Real estate on wearable devices will become extremely precious, even if the wearable device pushes the content to the synced mobile phone rather than the wearable device. Jordan Rednor, cofounder of, questions the fairness of search engine algorithms and whether the engines excluded specific content for one reason or another. He said authenticity plays a major role in the success of content, and as an example points to the more than 600,000 people following the Twitter account of John LeFevre, the author behind the @GSElevator and the book Straight to Hell: True Tales of Deviance and Excess in the World of Investment Banking.



Simon & Schuster's Touchstone imprint had picked up LeFevre's book based on what the publisher thought were tweets of real-life conversations overhead inside the elevators at Goldman Sachs, but the publisher canceled the deal after discovering they lacked authenticity.

Fake tweets put a different value on the content, such as entertainment, but fail to provide authenticity. It's not entirely fare to compare the content marketers talk about in Forrester's report in the same context, because the marketers interviewed for Forrester Analyst Ryan Skinner's report, Build Your Content Brand By Delivering Customer Value, consider their content truthful and authentic.

Still, the marketers participating in Forrester's report said that aside from the content, execution and distribution must follow a process, as well. Their "track record of executing on content marketing is poor." In fact, two out of three said they are not effective at it and don't create clear value for the business or their customers.
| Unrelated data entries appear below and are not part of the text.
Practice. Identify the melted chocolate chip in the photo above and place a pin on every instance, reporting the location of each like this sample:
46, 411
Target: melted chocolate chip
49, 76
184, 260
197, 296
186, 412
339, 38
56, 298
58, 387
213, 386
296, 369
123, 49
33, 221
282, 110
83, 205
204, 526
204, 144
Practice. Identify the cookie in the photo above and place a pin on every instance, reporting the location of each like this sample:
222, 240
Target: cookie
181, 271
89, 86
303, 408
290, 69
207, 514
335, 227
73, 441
Kind of surprising after discovering that more than 90% of business-to-business (B2B) and business-to-customer (B2C marketers admit that they're practicing content marketing. Marketers do have success by creating stories that inspire, giving away valuable content to pull consumers closer to brand messages, and build relationships with consumers.

Those content marketing strategies that fail do so because they offer little value to consumers, suffer from low visibility, don't tell a compelling story, and creation and distribution becomes more expensive than expected. Also, linking content efforts with business outcomes falls short.

One of the more interesting points in the study suggests that "democratization and transparency will transform the implicit linkages between external customer advocates and internal brand goals into explicit relationships." Skinner tells us that some forms of content crowdsourcing and funded activities already blur the lines between fandom and ownership.

Forrester conducted the North American Technographics Online Benchmark Survey in April 2013, surveying 61,167 U.S. and 5,800 Canadian adults ages 18 to 88.